Anno 1701 dürfte einen guten Einstieg darstellen, es ist von den Produktionsketten und Spielmechaniken noch etwas weniger "komplex" als der Nachfolger Anno 1404 und führt einen in den ersten Missionen der Kampanie, die als Tutorial fungieren, gut strukturiert in nahezu alle Spielabläufe und Spielelemente des Titels ein.

Das Tutorial von Anno 1404 fand ich etwas weniger gut gelungen, als bei Anno 1701, da es einen direkt am Anfang, für Einsteiger in das Genre und die Spielreihe, vieleicht etwas zu schnell mit sekundären Aufgaben überschütet und später auf einige Zusammenhänge der umfangreicher und komplexer werdenden Produktionsketten zwischen Oxident und Orientsiedlungen kaum bis garnicht eingeht, was dann schon recht frustig werden kann.
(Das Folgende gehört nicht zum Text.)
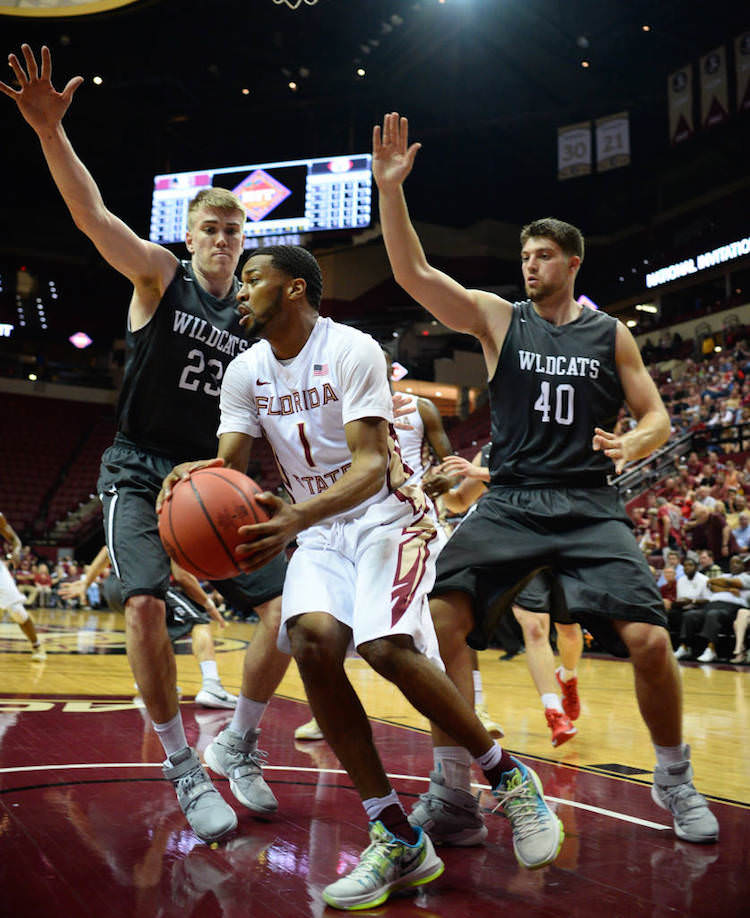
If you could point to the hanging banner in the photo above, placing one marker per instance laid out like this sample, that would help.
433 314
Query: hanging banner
742 68
612 141
714 95
574 150
680 97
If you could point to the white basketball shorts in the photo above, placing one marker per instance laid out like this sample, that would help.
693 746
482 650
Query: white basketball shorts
372 573
10 595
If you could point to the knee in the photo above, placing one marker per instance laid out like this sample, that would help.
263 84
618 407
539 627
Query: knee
534 630
452 617
650 646
312 646
144 614
383 656
18 613
270 613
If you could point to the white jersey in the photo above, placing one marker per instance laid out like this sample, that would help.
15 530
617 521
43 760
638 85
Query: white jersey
302 406
415 450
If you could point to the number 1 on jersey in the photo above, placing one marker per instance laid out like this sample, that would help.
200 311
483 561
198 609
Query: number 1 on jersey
305 445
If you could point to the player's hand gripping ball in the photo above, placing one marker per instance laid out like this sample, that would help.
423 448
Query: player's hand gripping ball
198 524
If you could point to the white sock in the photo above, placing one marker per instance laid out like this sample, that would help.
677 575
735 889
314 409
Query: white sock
374 806
669 755
478 692
247 714
489 759
209 670
454 763
172 735
551 700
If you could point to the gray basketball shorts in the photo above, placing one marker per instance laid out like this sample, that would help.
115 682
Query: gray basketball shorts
582 536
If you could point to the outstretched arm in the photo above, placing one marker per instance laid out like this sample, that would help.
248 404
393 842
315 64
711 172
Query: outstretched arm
149 267
473 486
653 426
475 312
9 535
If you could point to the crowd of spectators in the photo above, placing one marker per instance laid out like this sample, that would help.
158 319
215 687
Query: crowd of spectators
694 524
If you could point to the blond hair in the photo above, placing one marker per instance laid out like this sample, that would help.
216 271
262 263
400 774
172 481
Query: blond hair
219 198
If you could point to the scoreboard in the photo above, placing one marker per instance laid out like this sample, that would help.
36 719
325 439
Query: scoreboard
292 197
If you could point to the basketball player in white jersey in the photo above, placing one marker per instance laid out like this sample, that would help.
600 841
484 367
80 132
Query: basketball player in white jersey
363 566
11 600
421 437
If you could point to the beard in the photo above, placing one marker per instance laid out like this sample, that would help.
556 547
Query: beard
255 325
541 292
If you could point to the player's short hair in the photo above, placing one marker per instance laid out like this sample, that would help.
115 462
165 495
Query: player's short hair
567 236
219 198
296 262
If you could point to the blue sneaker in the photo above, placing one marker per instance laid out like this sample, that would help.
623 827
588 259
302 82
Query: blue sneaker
537 832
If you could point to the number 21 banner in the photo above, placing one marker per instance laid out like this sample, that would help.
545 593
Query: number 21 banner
612 141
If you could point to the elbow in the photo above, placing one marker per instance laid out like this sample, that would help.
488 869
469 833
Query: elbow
374 476
411 276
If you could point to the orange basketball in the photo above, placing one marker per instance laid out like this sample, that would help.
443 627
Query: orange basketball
198 524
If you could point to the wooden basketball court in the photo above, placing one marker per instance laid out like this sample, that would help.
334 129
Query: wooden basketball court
90 828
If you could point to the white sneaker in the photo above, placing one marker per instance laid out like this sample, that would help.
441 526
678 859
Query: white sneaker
491 726
214 695
386 866
309 731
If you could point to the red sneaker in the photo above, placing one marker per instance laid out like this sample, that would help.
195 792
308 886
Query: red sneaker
571 701
560 725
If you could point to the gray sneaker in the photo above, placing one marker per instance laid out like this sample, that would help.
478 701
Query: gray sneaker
209 815
537 832
214 695
448 815
673 790
239 759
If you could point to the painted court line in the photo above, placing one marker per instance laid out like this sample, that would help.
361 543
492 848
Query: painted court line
332 771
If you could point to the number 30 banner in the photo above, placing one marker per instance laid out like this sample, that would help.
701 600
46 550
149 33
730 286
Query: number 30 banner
574 150
612 141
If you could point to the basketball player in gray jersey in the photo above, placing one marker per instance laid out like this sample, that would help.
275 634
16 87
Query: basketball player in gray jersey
182 332
558 374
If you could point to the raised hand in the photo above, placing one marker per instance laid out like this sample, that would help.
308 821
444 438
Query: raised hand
613 446
37 99
183 470
392 157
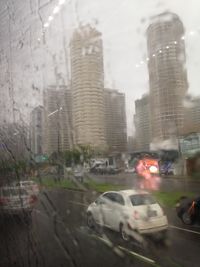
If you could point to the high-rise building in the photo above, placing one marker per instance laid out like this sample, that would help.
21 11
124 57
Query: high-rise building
115 121
142 123
14 141
36 130
57 120
192 114
167 75
87 75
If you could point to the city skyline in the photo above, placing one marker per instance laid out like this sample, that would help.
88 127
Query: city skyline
117 71
168 83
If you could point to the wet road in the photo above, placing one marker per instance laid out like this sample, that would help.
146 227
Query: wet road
58 236
168 184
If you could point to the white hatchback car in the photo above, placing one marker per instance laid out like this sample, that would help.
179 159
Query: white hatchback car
130 212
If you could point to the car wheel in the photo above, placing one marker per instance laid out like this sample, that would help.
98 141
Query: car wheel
123 233
186 218
90 221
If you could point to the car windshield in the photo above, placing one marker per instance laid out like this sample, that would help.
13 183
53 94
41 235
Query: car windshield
142 199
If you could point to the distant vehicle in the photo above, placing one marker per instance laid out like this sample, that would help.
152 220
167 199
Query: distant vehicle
79 173
16 201
128 212
188 210
130 170
29 185
167 168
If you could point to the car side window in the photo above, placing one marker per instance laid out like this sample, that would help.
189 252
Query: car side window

Civilization 5 besitzt zwar auch ein Tutorial, das einen die grundlegendensten Dinge erklärt, aber viele weiterführende Spielelemente, grade aus aus späteren Epochen und den Addons werden dort nicht erklärt, was dann dazu führt das man sie selber ausprobieren / rausfinden muss und als Anfänger eine Partie, sofern man nicht auf dem niedrigsten Schwierigkeitsgrad spielt, schon mal schnell nach trail and error Prinzip enden kann.

Also von daher hat dein Kollege schon recht, Anno, vor allem 1701, dürfte für dich der beste Einstieg sein.


----------



## x-Baron-x (9. Juli 2017)

danke für die ausführliche antwort


----------



## Alabamaman (17. Juli 2017)

Denke CiV4 ist da besser ist runden basiert und hat eigentlich alles was man brauch

Anno ist halt echt Zeit für den anfang denke ich kommt schnell Frust auf


----------



## anneglattbach (8. September 2017)

Egal was du je gespielt hast. Spiel Lol


----------



## Nightslaver (8. September 2017)

anneglattbach schrieb:


> Egal was du je gespielt hast. Spiel Lol



"Super Tipp", zwar total am Thema des TE vorbei aber was solls, Hauptsache mal wieder für League of Legends gespammt, nicht? 

Ist ja nicht der erste Thread wo du mit diesem Einzeiler um die Ecke kommst.


----------



## D0pefish (9. September 2017)

Die alten Anno sind durchweg empfehlenswert. Da würde ich der Reihe nach gehen. In Die Patritzer und Tropico kann man auch viel Zeit versenken. Einige mögen bei den beiden Serien lieber die ersten Teile, andere Spieler und ich lieber die neueren, wobei Die Patrizer-Teile alle ihren Charme haben. Tropico 5 ist selbst auf niedrigeren Graden nicht ohne Fallstricke. Viel speichern! Bei Anno und Civilisations ist es bei mir genau anders herum. Die neusten Teile machen mir einfach keinen Bock bis zum Ende durchzuspielen bzw. läuft es sich irgendwann Assassins Creed-like tot. CIV2 habe ich mehrmals nacheinander spielen müssen aber das wird mich heute auch nicht mehr vom Hocker hauen. Rundenbasiert ist einfach nicht wirklich mein Ding. Empfehlungen sind deshalb subjektiv. Aufpassen muss man bezüglich der Kompatibilität mit Windows 10. Lieber voher informieren oder Demos bzw. fertig gepatchte Scene-Releases anspielen bevor man Geld investiert. Einen Bogen sollte man um Cities XXL machen wobei ich persönlich aber auch Cities: Skylines nichts abgewinnen kann. Ist mir jedenfalls beides zu lahm.


----------



## VollgasPilot (10. September 2017)

Habe letztens Anno 1404 angefangen, irgendwie langweilig...

Was hälst du von Age II HD ? Finde ich genialst... obwohl ich eigl. auch nicht auf Kriegsstrategiespiele stehe. 

An Aufbauspiel hat mir auch noch SimCity 4 verdammt viel Spaß gemacht.


----------



## Krolgosh (18. April 2018)

Ich könnte jetzt auch mal noch die Total War Spiele in die Runde werfen. Ich weiß das du sagtest das du mit Kriegslastigen Spielen nicht viel anfangen kannst. Es ist allerdings ein Rundenbasierendes Spiel in dem du das Tempo vorgibst. Du kannst die Schlachten dort entweder in Echtzeit spielen, oder per Knopfdruck "lösen" lassen. Ob ich das jetzt noch Objektiv genug aus der Sicht eines Anfängers beurteilen kann weiß ich nicht, dafür spiel ich die Reihe schon zu lange. Meiner Meinung nach hat aber Total War: Warhammer ein recht gutes Tutorial das dich langsam in die Spielmechaniken einführt. Ob dir das Fantasy-Setting gefällt weiß ich allerdings nicht.


----------